I went to a great lecture last night with a friend, whom I shall call Aphrodite (she once was called Katy Perry, but times have changed and there is a fuller and more matured sexuality at hand). It was titled The Female Body in Art: Adoration, Attraction and Horror from a psychoanalytic perspective. I couldn’t have been more excited to witness such an intersection of what I feel called to study. It merely whetted my appetite. There’s little way to be satisfied within 2 hours of lecturing, but nevertheless it was a fantastic intro and painful reminder of how much I miss taking art history and theory classes.

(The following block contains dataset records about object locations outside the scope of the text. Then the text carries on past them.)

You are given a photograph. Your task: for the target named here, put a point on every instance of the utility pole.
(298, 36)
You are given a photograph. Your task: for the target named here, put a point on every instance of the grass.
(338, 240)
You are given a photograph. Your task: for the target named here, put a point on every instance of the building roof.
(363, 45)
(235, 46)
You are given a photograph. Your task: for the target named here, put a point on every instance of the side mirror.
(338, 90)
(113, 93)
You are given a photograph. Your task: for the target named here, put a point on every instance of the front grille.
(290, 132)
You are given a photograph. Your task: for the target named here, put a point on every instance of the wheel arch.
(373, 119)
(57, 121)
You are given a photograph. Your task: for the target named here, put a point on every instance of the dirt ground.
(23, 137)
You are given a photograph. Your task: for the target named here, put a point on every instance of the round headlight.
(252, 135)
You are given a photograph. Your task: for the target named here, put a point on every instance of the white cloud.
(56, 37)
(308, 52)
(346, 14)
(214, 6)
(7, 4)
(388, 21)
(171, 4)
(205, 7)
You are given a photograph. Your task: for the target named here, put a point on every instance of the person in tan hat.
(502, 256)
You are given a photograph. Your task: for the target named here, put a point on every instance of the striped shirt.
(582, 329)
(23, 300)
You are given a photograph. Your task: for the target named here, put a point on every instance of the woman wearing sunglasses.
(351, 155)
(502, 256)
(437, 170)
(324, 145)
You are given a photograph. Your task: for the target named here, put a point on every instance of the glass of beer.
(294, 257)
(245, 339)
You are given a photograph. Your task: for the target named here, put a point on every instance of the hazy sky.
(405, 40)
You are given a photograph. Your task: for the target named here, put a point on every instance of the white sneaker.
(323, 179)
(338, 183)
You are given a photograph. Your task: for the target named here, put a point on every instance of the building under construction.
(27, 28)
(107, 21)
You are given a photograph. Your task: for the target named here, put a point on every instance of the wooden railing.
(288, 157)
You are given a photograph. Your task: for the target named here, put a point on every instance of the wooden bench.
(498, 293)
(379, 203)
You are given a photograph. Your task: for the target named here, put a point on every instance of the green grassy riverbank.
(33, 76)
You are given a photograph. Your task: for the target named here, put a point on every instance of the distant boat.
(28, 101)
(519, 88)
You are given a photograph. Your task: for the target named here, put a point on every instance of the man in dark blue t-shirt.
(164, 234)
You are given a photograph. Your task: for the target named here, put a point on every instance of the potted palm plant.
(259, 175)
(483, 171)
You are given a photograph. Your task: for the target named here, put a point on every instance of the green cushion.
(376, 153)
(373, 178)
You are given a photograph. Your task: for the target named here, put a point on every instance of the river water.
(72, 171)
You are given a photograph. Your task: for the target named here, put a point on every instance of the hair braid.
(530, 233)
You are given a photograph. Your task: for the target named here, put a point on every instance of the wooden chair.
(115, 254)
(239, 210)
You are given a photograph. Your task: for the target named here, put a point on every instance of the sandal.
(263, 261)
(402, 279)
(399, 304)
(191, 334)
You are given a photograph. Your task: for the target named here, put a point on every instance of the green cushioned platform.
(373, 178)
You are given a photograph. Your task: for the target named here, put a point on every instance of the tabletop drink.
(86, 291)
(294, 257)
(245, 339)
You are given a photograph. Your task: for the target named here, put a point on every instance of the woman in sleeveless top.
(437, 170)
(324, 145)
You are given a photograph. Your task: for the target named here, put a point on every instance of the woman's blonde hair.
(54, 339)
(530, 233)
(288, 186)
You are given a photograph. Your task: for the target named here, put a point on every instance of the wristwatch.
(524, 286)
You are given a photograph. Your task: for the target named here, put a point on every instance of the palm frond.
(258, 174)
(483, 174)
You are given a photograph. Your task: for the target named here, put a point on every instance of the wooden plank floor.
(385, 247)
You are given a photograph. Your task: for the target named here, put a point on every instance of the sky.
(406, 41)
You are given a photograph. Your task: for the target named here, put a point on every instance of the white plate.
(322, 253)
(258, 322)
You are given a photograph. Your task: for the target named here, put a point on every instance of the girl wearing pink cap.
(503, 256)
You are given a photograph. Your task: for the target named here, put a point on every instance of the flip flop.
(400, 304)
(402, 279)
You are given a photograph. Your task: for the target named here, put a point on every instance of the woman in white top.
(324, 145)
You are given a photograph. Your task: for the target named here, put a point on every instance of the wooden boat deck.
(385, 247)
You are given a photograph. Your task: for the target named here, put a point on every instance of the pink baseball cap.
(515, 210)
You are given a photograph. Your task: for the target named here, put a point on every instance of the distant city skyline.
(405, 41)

One image seized my attention and sent me into a refreshing direction with my performance art practices. Since teaching a performance art class to women over the last 3 weeks, I’ve been so elated to watch these women undergo works of art of which require vulnerability, receptivity to the moment and courage. It has required me to continue to learn about my craft and wonder what is this thing I love and why.
Performance art has many various forms, yet the prevailing fundamental is that the body is the new canvas for which art is created upon. It is the one genre in which you cannot possess it as a consumer, which is, in part, why it came into existence. It protests commodification and consumerism and rather invites a present and visceral experience between artist and viewer. You can either engage or forcefully disengage, but you cannot eat at your own pleasure or leisure. The experience is the gift of the work, regardless if you hated or loved it.
Invigoration.
Exultation.
Away we must go,
into the darker and lighter places as we reside on this earth, not as consumers or self-indulgers, unless we choose to deaden what aches for life–but as makers and farmers who use our hands for beauty and hard work. Art tumbled into my world as my conduit for such ventures. What the hell is yours? Search until it’s found and keep finding it even if it’s lifeless in your hands, even if it’s slipping from your hands; remember what sent you on the hunt and reclaim it over and over. The earth’s seasons offer us the process for which we are to undergo as creatures who are all invited to create.
Here is the image that I hope to performatively recreate. My style of performance art would be categorized as “body as ritual” versus “body as form in space” or “body as living sculpture” or “body as autobiographical and introspective”. I want to synthesize ritual and living sculpture, which undoubtedly possesses some autobiographical marks, yet appeals to a greater context than merely my own. This might be the first one.